It’s made of wood but still called a cow bell, and it was used by Love City Pan Dragons’ instructor and arranger Ikema Dyer to keep tune Sunday night as the band opened with steel pan version of the Burning Flames’ “Tout Moun Dance.” The group’s playlist ran the gamut from other classics such as Bob Marley’s “Jamming” to an original composition by Dyer himself, called “Pan in the Yard.”

Throughout the sets, the students’ energy was unrivaled, as they threw their bodies into the rhythm, closed their eyes and connected to the music.

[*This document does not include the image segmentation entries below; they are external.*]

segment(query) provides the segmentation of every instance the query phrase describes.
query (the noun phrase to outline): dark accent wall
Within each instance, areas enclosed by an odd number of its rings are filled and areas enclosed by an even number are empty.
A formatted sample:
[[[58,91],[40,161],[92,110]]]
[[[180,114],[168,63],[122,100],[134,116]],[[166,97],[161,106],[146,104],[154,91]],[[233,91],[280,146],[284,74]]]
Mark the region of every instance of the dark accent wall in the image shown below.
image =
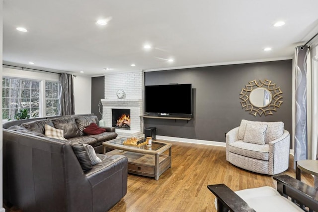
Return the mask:
[[[91,78],[91,113],[101,119],[101,115],[98,110],[98,103],[102,99],[105,99],[104,77]],[[103,106],[100,106],[100,112],[103,113]]]
[[[145,73],[144,79],[145,86],[192,84],[191,120],[187,123],[181,120],[144,119],[145,128],[157,127],[158,135],[225,142],[225,133],[239,126],[242,119],[281,121],[292,134],[292,60],[149,72]],[[265,79],[280,87],[283,103],[273,115],[255,117],[242,108],[239,93],[248,82]]]

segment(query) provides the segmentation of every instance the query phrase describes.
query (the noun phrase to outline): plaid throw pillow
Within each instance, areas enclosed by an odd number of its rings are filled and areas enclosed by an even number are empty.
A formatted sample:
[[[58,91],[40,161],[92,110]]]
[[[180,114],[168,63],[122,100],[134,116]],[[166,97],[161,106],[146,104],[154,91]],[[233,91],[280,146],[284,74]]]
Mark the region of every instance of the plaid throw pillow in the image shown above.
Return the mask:
[[[45,124],[44,129],[46,136],[60,140],[67,140],[67,139],[64,138],[64,132],[63,129],[56,129],[48,124]]]

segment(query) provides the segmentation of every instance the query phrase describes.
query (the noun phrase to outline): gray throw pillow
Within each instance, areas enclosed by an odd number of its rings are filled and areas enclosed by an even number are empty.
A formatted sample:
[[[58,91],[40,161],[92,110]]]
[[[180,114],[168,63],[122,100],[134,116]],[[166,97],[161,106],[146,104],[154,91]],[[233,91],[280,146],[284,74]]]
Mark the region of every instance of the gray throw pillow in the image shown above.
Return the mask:
[[[83,171],[88,171],[93,167],[89,159],[89,156],[82,143],[71,142],[71,145],[76,157],[79,160],[80,167]]]
[[[91,169],[92,166],[101,162],[101,160],[96,155],[94,148],[89,144],[72,142],[71,145],[83,171]]]

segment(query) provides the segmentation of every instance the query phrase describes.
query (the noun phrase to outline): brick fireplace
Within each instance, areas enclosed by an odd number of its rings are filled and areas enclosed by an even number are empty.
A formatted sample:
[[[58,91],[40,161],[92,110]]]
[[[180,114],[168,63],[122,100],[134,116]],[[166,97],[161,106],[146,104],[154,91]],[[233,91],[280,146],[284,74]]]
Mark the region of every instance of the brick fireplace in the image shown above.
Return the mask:
[[[143,114],[143,82],[142,71],[105,75],[105,99],[101,100],[101,102],[103,105],[103,120],[105,125],[113,126],[114,122],[117,123],[117,118],[116,120],[113,119],[114,111],[117,112],[118,109],[130,111],[130,128],[115,126],[118,137],[139,138],[144,136],[143,119],[140,117]],[[125,92],[123,99],[118,99],[116,95],[119,89]]]

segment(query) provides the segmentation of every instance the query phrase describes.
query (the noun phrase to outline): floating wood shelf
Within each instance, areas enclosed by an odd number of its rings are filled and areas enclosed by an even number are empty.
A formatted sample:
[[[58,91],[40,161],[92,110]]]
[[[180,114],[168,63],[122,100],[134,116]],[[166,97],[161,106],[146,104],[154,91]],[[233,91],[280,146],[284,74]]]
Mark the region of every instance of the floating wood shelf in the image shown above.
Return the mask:
[[[176,121],[176,120],[186,120],[187,123],[188,121],[192,119],[192,117],[189,116],[184,116],[184,117],[182,116],[173,116],[173,115],[167,115],[167,116],[159,116],[159,115],[152,115],[151,114],[146,114],[144,115],[141,115],[140,117],[142,117],[143,118],[157,118],[157,119],[174,119]]]

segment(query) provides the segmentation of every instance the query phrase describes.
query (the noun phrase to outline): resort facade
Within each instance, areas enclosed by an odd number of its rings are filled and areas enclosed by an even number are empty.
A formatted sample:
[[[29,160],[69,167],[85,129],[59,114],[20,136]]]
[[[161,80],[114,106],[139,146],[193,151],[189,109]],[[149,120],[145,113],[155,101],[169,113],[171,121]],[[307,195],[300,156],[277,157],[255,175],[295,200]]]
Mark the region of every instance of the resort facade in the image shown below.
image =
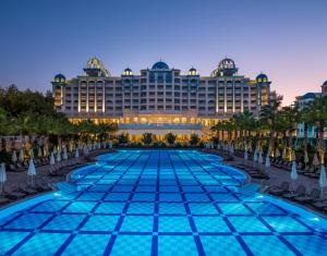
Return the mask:
[[[116,122],[132,136],[150,132],[204,135],[219,120],[251,111],[258,114],[270,101],[267,75],[255,80],[238,74],[233,60],[223,59],[210,75],[191,68],[186,74],[156,62],[140,74],[126,68],[112,76],[97,58],[87,61],[84,74],[52,81],[55,105],[72,122],[90,119]]]
[[[310,102],[314,101],[316,98],[327,96],[327,81],[322,85],[320,93],[306,93],[302,96],[298,96],[295,98],[295,105],[298,106],[299,110],[303,110]],[[296,137],[304,138],[304,123],[299,123],[296,127]],[[317,137],[317,127],[316,126],[308,126],[307,127],[307,137],[310,139]],[[325,127],[324,138],[327,138],[327,130]]]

“These kids work very hard and our instructor and arranger is incredibly talented,” Pan Dragons’ board president Andrea Milam said. “We all end up really bonding, and becoming a family – it’s very special.”

The Bertha C. Boschulte Burning Blazers steel pan orchestra is a combination of seventh and eighth graders, who instructor Le’Roi Simmonds said play at different levels – some read sheet music while others can simply listen to a melody and play it back. The mix seemed to be working Sunday, as all in the group transitioned seamlessly in between their seven-song playlist, which ranged from Beethoven to Tessanne Chin.

“We tried to cover all the genres,” said Simmonds, who shared that the seventh graders have been with him for the whole school year so far, while the eighth grade students picked up the Carnival music in February.

Asked how he got the students to learn the songs so quickly, Simmonds said, “repetition.”

“We just keep playing it over and over until they get it,” he added. “And we made sure they had a little fun along the way.”

Also performing Sunday were the Rising Stars, the Charlotte Amalie High School Mellow Hawks and Pan in Motion.